Sumber: KONTAN | Editor: Barratut Taqiyyah Rafie
JAKARTA. Pemerintah dan Dewan Perwakilan Rakyat (DPR) merevisi kesepakatan soal tarif pajak rokok untuk daerah. Mereka sepakat mematok pajak rokok sebesar 10% dari nilai cukai.
Yang menarik, Pemerintah dan DPR sependapat memasukkan besaran tarif pajak rokok itu dalam Rancangan Undang-Undang (RUU) Tentang Pajak Daerah dan Retribusi Daerah (PDRD). Semula besaran pajak rokok akan diatur dalam Peraturan Menteri Keuangan (PMK).
Sedikit kilas balik, awalnya, RUU PDRD hanya mematok kisaran pajak rokok, yakni 10%-15% dari tarif cukai. Pengaturan tarif persisnya berdasar PMK agar Pemerintah bisa mengubah besaran pajak rokok kapan saja.
Ketua Panitia Khusus RUU PDRD Harry Azhar Azis menjelaskan, Pemerintah pusat yang bertugas memungut pajak rokok yang mulai berlaku 2014 itu. “Sebelumnya disepakati, pajak rokok dipungut oleh pemerintah provinsi,” ujar Harry, Kamis (2/7).
Nantinya, Pemerintah akan membuat rekening khusus, baik tingkat pusat maupun provinsi.

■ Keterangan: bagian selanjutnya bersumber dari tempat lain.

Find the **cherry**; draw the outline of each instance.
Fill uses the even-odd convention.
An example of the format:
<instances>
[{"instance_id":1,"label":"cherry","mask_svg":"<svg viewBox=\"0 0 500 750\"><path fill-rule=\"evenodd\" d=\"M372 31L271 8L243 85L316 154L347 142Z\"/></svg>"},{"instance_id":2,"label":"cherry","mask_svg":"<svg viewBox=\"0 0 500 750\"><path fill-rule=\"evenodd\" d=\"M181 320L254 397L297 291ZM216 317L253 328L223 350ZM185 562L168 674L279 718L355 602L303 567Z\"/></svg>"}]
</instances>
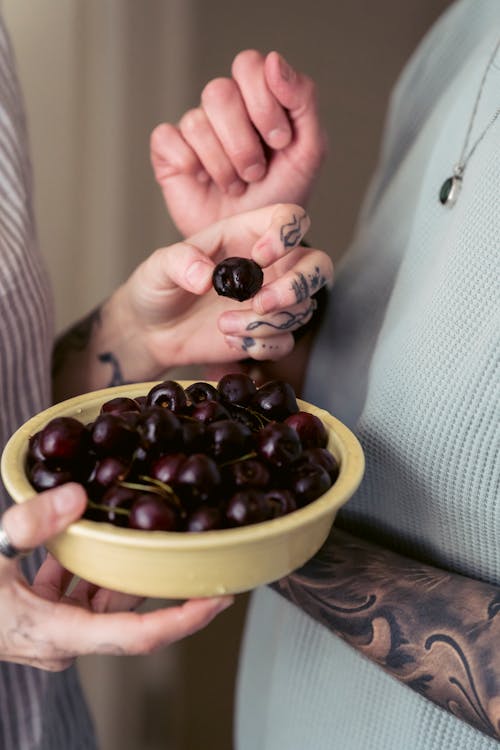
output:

Lalu, Pemerintah provinsi bakal meneruskan dana bagi hasil pajak rokok ke pemerintah kabupaten/kota. Besarnya 30% untuk pemerintah provinsi, dan 70% pemerintah kabupaten/kota.
Penentuan besaran bagi hasil untuk setiap daerah berdasarkan populasi penduduk. Daerah juga harus menggunakan dana pajak itu untuk peningkatan pelayanan kesehatan.
"Kesepakatan baru ini akan membuat pemungutan pajak rokok mudah dan efisien," kata Budi Sitepu, Direktur PDRD Depkeu.
Harry menambahkan, penjelasan lebih detail soal pajak rokok akan diatur melalui Peraturan Pemerintah (PP).
Pengusaha rokok bereaksi keras atas aturan ini. Pengenaan pajak bisa membuat harga rokok naik. "Kalau harga rokok mahal akan memberatkan masyarakat. Itu bisa membuat daya beli turun dan pendapatan pengusaha anjlok," kata Ketua Gabungan Produsen Rokok Putih Indonesia, Muhaimin Moefti. Ia menyayangkan DPR dan Pemerintah yang tak melibatkan pengusaha dalam membahas pajak rokok ini.